Глава 5: Предупреждение старухи дарьи. Конец дуги

Страх в Дуге достиг такой плотности, что им можно было резать ножом. Он висел в воздухе – тяжелый, сладковато-гнилостный, смешиваясь с вечными испарениями трясины. Закаты стали кровавыми предзнаменованиями. Едва солнце касалось верхушек зловещего маживельника, деревня превращалась в крепость-тюрьму. Глухие удары засовов, лязг запоров, скрип ставень – этот похоронный марш звучал задолго до наступления истинной темноты. Даже днем жизнь едва теплилась. К колодцу, превратившемуся в потенциальную ловушку, ходили редкие, сбившиеся в кучки группы, вооруженные до зубов, с факелами, пылавшими и в полдень, лишь бы отогнать сгущающиеся тени. Детей не видели вовсе – их держали взаперти, в избах, пропитанных слезами, молитвами и тихим ужасом.

Но тщетны были засовы и толпы. Зло методично собирало свою жатву. Пропажи следовали одна за другой, всегда в кромешной тьме, всегда беззвучно. Наутро – пустое место да знакомая, оскверняющая лужица ржаво-бурой жижи у порога или под окном. И всепоглощающий, булькающий шепот из маживельника на рассвете, казалось, становился громче, наглее: «Вааасилий…», «Ульяаана…». Каждое имя, вытянутое в мерзкой тине звука, было гвоздем в крышку гроба Дуги.

Именно в этом аду ожидания произошло нечто, что переполнило чашу терпения и сломило последних сомневающихся. Жертвой стала старуха Дарья. Ее ветхая, покосившаяся избушка стояла на самом краю, буквально вросшая одной стеной в непроходимую стену маживельника. Казалось, колючие ветви цеплялись за соломенную крышу, пытаясь втянуть хлипкое строение в свою черную утробу. Дарья была последней, кто там жил, упрямая, как старый пень, говорившая, что ей «умирать пора на своей земле, а не по чужим углам». Ее не увели тихо, как других. Ее нашли.

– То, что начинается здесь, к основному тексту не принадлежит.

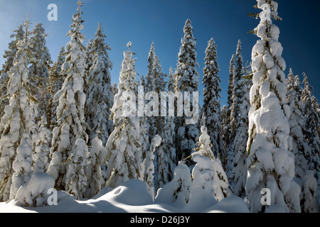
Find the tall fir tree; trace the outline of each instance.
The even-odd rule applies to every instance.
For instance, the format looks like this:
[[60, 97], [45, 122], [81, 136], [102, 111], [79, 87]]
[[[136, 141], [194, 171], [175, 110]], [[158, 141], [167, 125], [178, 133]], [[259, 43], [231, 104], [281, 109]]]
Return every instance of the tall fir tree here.
[[[23, 26], [21, 24], [18, 29], [14, 31], [14, 34], [10, 35], [11, 38], [14, 38], [9, 44], [9, 50], [4, 51], [4, 58], [6, 60], [2, 65], [0, 77], [0, 117], [4, 115], [4, 108], [9, 104], [9, 99], [6, 98], [7, 95], [8, 82], [9, 80], [9, 72], [12, 66], [14, 66], [14, 60], [18, 50], [17, 44], [20, 40], [23, 40], [25, 31]], [[1, 131], [0, 131], [1, 133]]]
[[[187, 19], [183, 28], [184, 36], [181, 39], [181, 46], [178, 53], [178, 67], [175, 72], [175, 90], [182, 92], [184, 97], [186, 92], [198, 91], [199, 85], [199, 74], [197, 67], [196, 40], [193, 37], [191, 21]], [[191, 100], [193, 100], [191, 98]], [[191, 109], [197, 108], [192, 106]], [[185, 106], [186, 108], [186, 106]], [[194, 124], [186, 125], [186, 116], [176, 117], [175, 145], [178, 160], [190, 155], [196, 145], [196, 138], [198, 131]]]
[[36, 86], [33, 96], [37, 99], [35, 106], [35, 121], [38, 125], [43, 116], [46, 116], [50, 95], [48, 92], [49, 69], [51, 55], [46, 46], [46, 38], [48, 36], [45, 33], [42, 23], [37, 23], [31, 34], [30, 49], [31, 52], [31, 66], [29, 67], [30, 79]]
[[302, 188], [300, 194], [302, 211], [309, 213], [317, 211], [315, 196], [317, 184], [314, 172], [309, 171], [308, 167], [307, 159], [310, 148], [305, 142], [303, 135], [305, 118], [302, 114], [301, 89], [299, 76], [294, 76], [292, 70], [290, 69], [287, 79], [287, 101], [291, 108], [289, 123], [295, 159], [295, 181]]
[[245, 196], [245, 183], [247, 180], [247, 140], [248, 138], [249, 118], [250, 108], [250, 87], [251, 82], [242, 79], [239, 84], [241, 95], [238, 97], [239, 114], [236, 126], [235, 136], [232, 144], [234, 150], [234, 162], [232, 170], [231, 181], [233, 193], [241, 197]]
[[[174, 77], [172, 67], [169, 70], [168, 92], [174, 92]], [[169, 105], [166, 105], [169, 108]], [[158, 149], [158, 178], [157, 188], [162, 188], [174, 178], [176, 167], [176, 148], [174, 138], [176, 135], [174, 117], [167, 116], [162, 135], [162, 143]]]
[[111, 48], [105, 43], [106, 38], [99, 23], [89, 50], [92, 55], [92, 65], [86, 78], [87, 97], [85, 106], [86, 121], [90, 128], [88, 131], [89, 143], [97, 137], [104, 145], [113, 131], [113, 123], [109, 118], [114, 101], [110, 72], [113, 64], [108, 55], [107, 50]]
[[[279, 19], [278, 4], [272, 0], [257, 0], [257, 8], [270, 9], [270, 15], [260, 13], [255, 33], [260, 38], [252, 48], [253, 85], [250, 89], [245, 185], [252, 212], [265, 211], [277, 205], [286, 212], [300, 212], [299, 186], [293, 181], [294, 157], [286, 104], [286, 68], [283, 48], [278, 41], [279, 29], [272, 18]], [[270, 16], [270, 17], [269, 17]], [[260, 201], [262, 189], [270, 190], [271, 207]]]
[[213, 145], [213, 154], [218, 158], [224, 159], [225, 155], [221, 138], [221, 113], [219, 101], [219, 98], [221, 98], [220, 87], [221, 81], [218, 74], [220, 68], [217, 62], [217, 45], [213, 38], [208, 42], [205, 60], [204, 76], [202, 79], [204, 85], [203, 116], [206, 119], [206, 126]]
[[[154, 43], [152, 43], [148, 56], [148, 74], [146, 76], [146, 92], [153, 92], [158, 94], [159, 103], [161, 102], [160, 94], [166, 90], [166, 82], [164, 81], [166, 75], [162, 72], [162, 66], [158, 56], [156, 54]], [[151, 97], [150, 97], [151, 98]], [[156, 97], [152, 97], [154, 99]], [[151, 143], [153, 138], [156, 135], [162, 135], [164, 127], [165, 118], [161, 116], [160, 109], [157, 113], [155, 110], [150, 110], [156, 116], [148, 116], [149, 121], [149, 135]]]
[[302, 93], [302, 101], [304, 104], [304, 115], [305, 123], [304, 127], [304, 139], [308, 144], [307, 157], [308, 167], [314, 171], [318, 182], [318, 192], [320, 192], [320, 139], [318, 134], [319, 120], [316, 110], [316, 101], [312, 95], [312, 87], [309, 84], [308, 77], [305, 73], [304, 75], [304, 89]]
[[53, 101], [55, 94], [59, 92], [63, 85], [66, 75], [61, 73], [61, 67], [65, 61], [65, 48], [62, 47], [58, 54], [57, 60], [50, 68], [49, 73], [49, 88], [50, 99], [48, 104], [47, 123], [48, 128], [53, 131], [57, 123], [57, 107], [59, 102], [55, 100]]
[[84, 114], [86, 96], [83, 92], [85, 51], [82, 45], [85, 35], [81, 33], [84, 22], [81, 17], [82, 1], [78, 1], [77, 5], [78, 12], [73, 17], [67, 34], [71, 40], [66, 45], [65, 62], [62, 66], [66, 79], [54, 97], [54, 101], [59, 100], [58, 126], [53, 132], [52, 160], [48, 172], [55, 179], [57, 189], [82, 199], [85, 196], [86, 188], [85, 171], [82, 168], [85, 167], [87, 158]]
[[33, 128], [34, 118], [31, 108], [33, 99], [26, 39], [19, 40], [16, 46], [16, 57], [9, 72], [7, 97], [9, 101], [0, 123], [2, 132], [0, 139], [0, 201], [2, 201], [15, 197], [18, 189], [28, 179], [32, 165], [31, 129]]

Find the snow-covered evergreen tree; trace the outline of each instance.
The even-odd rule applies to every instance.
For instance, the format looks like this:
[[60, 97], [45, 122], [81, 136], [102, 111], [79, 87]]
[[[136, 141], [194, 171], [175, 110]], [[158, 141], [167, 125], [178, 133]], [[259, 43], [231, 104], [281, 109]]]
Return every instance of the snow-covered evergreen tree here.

Нашли на рассвете. Не в избе. Не в огороде. Нашли сидящей на завалинке своего же крыльца. Сидела она неестественно прямо, прислонившись спиной к скрипучим, прогнившим половицам стенки. Голова была запрокинута так сильно, что седые, жидкие волосы свисали почти до земли. Лицо обращено к небу, но глаза… Глаза были широко открыты, вытаращенные, стеклянные. Они не видели. Они застыли, уставившись не ввысь, а прямо перед собой – в неподвижную, колючую стену маживельника, в которую упиралось крыльцо. Взгляд был полон такого запредельного, немого ужаса, что нашедший ее сосед, Фома, отшатнулся и рухнул на колени, бормоча молитву.

Но это было не самое страшное. Рот старухи был набит до отказа. Не землей, не тряпьем. Влажным, черным, болотным мхом. Он был втиснут с нечеловеческой силой, разрывая уголки губ. Из этого жуткого «кляпа», из ноздрей, сочилась густая, бурая жижа, стекавшая по подбородку и шее, оставляя на серой рубахе грязные, ржавые потеки. Запах стоял невыносимый – смесь гниющего ила, разлагающейся органики и чего-то невыразимо зловонного.

И руки… Руки были кошмаром, превращенным в плоть. Они были сломаны. Не просто сломаны – искромсаны, раздроблены. В десятке мест острые, белые обломки костей торчали из порванной, сине-багровой кожи. Кисти и предплечья были скручены, вывернуты под немыслимыми, противоестественными углами. Пальцы неестественно изогнуты, словно старуху с чудовищной, нечеловеческой силой пытались протащить сквозь узкую щель в неподатливой колючей стене маживельника, что начиналась буквально в двух шагах от крыльца. Словно само болото, олицетворенное в невидимом монстре, схватило ее и пыталось втянуть в свою густую, колючую пасть, а хрупкое тело старухи не прошло, сломалось, но тварь не отпустила, оставив уродливый трофей у порога. На ее морщинистом, искаженном лице застыл немой крик абсолютного, запредельного ужаса и боли.